Innovative Rural Coop in Colorado Shows the Way on Microgrids

Rural cooperative utilities were created under Franklin D. Roosevelt in 1935 as a utility structure benefiting from large-scale investments by the federal government in large hydroelectric facilities. These large infrastructure projects were designed to create jobs. Yet they also could provide low-cost electricity to regions, primarily in the West, that the private sector had not served due to the challenging economics of serving sparsely populated rural America.

Ironically, this push toward large centralized renewable energy facilities helped kill what had been a cottage industry of small wind turbines in places such as West Texas for self-reliant farmers. Still, the benefits outweighed the negatives. These small, locally controlled utilities were, for the most part, still dependent upon the ebbs and flows of hydroelectricity. While independent in governance, their options for energy innovation were limited.

That all started to change within the last decade. As the cost of more distributed energy resources (DER) such as solar photovoltaics (PV) and then batteries began to fall, many rural cooperatives began to rethink their approach. To hedge their bets and become more resilient in the light of power outages from extreme weather, wildfires and aging utility infrastructure, some rural coops ventured out to seek a more sustainable and resilient path forward.

Among those utilities was the Poudre Valley Rural Electric Association (PVREA), which serves Red Feather Lakes, an isolated community in a rugged area of the Rocky Mountains northwest of Fort Collins, Colorado. The area is subject to short-duration outages since it is served by a single and extremely vulnerable single distribution power line. Wildfires and major snowstorms can bring extended outages to the area. Just recently, two of the largest wildfires in Colorado history threatened local water supplies in the Fort Collins area.

Encorp Egility control platform graphical user interface screen

In 2018, a community group in Red Feather Lakes won a grant from a family foundation to install a solar photovoltaic (PV) system at the community library, a building that also serves as the Red Feather Lakes multi-purpose community center.  The group of co-op members behind the solar initiative invited Poudre Valley Rural Electric Administration (PVREA) staff to discuss ways the community might work with the co-op to maximize the value of the solar installation. The answer? Create a microgrid, a system that could keep the power flowing when the distribution line that snakes its way for 60 miles through treacherous mountain terrain goes down. 
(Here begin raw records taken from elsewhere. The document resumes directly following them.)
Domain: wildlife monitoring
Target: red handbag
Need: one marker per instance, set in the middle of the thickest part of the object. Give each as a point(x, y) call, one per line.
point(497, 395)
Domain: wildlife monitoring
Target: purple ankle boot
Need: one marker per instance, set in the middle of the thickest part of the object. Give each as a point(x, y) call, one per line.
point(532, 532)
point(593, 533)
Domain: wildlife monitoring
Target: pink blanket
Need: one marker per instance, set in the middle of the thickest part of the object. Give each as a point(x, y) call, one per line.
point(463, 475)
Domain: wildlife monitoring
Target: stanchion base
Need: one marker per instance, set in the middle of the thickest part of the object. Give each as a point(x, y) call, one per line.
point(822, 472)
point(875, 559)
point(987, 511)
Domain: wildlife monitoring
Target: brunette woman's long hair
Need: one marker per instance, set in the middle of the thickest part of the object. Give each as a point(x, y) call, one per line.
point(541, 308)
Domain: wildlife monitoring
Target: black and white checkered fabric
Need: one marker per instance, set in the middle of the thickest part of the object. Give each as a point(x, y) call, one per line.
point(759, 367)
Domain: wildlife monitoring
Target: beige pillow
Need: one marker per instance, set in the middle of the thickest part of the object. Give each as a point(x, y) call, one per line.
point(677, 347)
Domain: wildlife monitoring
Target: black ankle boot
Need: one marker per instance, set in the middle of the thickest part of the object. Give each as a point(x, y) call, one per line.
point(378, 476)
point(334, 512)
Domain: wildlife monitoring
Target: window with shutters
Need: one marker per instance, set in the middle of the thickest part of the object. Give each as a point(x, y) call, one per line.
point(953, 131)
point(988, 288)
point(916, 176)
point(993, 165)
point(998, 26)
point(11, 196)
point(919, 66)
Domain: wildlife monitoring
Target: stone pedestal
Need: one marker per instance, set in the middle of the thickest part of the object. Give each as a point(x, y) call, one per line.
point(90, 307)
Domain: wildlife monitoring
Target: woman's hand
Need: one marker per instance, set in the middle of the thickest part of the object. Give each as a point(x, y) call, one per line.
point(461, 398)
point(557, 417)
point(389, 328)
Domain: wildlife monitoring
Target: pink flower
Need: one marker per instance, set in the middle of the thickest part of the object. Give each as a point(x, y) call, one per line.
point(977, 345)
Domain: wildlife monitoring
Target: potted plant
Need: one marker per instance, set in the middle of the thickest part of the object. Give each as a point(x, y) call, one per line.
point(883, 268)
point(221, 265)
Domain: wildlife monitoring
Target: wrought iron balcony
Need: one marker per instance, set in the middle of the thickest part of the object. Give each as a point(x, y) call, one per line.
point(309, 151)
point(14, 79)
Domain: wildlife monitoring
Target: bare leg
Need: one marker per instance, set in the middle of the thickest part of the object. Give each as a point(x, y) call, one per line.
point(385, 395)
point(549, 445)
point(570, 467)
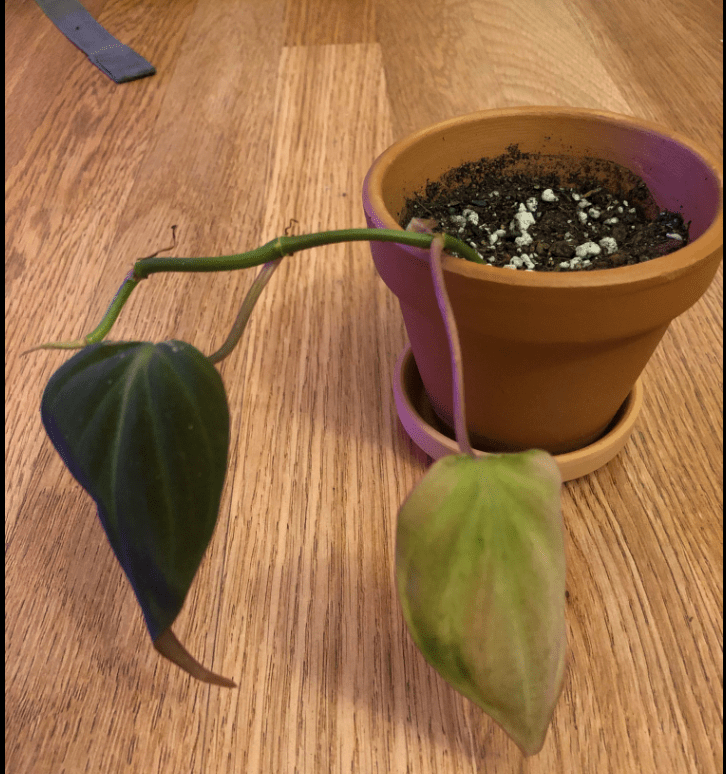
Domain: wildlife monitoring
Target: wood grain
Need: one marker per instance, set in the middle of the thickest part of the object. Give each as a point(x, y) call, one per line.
point(261, 113)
A variety of scenarios for the microgrid were proposed and evaluated. A request for information (RFI) was issued and within a few months the cooperative selected a controller from Encorp, a company headquartered in nearby Fort Collins which had deployed numerous microgrids around the world in diverse locations such as Sweden, India and many military bases and commercial industrial facilities in Hawaii and throughout the U.S.

The opportunity to join a federal Rural Energy Storage Deployment Program offered by the National Rural Electric Cooperative Association (NRECA) in 2020 allowed the project to move forward.  The funding made acquiring the battery feasible. It also provided access to technical services from Sandia National Laboratories, a pioneer on new microgrid concepts, which collected data and ran models to identify the optimal battery size and the proper integration of resources within the microgrid. 
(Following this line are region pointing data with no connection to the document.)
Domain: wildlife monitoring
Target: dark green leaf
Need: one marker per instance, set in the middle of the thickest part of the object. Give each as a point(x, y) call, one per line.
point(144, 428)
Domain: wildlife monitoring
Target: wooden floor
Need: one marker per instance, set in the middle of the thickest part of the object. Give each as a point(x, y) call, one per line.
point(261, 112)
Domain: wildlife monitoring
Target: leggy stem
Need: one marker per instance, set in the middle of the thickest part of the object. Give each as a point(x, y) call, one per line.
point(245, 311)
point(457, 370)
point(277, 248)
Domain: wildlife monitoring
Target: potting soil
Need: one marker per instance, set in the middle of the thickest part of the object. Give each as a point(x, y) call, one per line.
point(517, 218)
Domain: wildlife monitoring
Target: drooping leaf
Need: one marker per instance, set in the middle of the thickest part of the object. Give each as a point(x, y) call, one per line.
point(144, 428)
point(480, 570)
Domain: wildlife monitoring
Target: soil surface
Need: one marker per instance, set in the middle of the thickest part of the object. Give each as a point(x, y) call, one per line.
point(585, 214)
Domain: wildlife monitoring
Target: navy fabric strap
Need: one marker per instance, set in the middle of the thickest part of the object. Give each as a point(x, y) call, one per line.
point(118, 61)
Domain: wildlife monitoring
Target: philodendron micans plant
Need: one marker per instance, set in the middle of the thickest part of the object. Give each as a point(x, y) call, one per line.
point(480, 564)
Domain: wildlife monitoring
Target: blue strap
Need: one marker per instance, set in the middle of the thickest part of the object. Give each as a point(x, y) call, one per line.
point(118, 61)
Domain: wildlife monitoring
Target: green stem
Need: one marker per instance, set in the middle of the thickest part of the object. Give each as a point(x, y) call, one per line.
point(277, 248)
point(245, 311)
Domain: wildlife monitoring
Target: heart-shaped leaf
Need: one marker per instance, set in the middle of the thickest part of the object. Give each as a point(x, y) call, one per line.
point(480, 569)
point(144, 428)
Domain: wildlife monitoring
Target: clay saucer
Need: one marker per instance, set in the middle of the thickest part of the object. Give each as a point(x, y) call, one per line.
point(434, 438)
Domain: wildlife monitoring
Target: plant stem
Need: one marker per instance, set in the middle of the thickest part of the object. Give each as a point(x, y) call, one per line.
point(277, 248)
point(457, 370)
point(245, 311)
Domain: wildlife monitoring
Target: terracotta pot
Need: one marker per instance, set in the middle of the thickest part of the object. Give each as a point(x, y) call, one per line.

NRECA, which has been exploring how rural coops can upgrade their networks and resiliency with new battery storage devices and microgrids, helped develop the solicitation parameters.  Poudre Valley REA eventually purchased a Tesla battery energy system through Namaste Solar, another local Colorado company. Namaste Solar was contracted to deliver and install the battery system. 

That’s the beauty of local rural cooperatives. They can deliver low-cost clean electricity and maximize jobs locally. Fort Collins happens to be one of the hot spots for microgrid controls innovation in the U.S. Encorp is among four companies based here that have been pioneers in this growing market. The U.S. leads the world in grid-connected microgrids such as this one. 

This microgrid is designed to provide up to 12 hours of resiliency during a grid outage. This should provide ample coverage during a “standard” outage in Red Feather Lakes of one to two hours from a downed tree or a vehicle taking out a co-op utility pole. Our controller allows for the maximizing of renewable energy content when the grid goes down but can also rely upon a propane back-up generator in the case of a long, extended outage. 

Rural cooperatives were created a long time ago. Their evolution mirrors that of the electricity industry, moving from large, centralized power plants and long distribution lines to a more decentralized system. Microgrids have become the poster child for this shift in energy planning and the provision of cleaner electricity to customers. Rural cooperatives, once viewed as laggards with new technology, are proving that they too can adapt and adopt new solutions such as microgrids. In this case, a solution to the challenge of global climate change and a local need for resilience.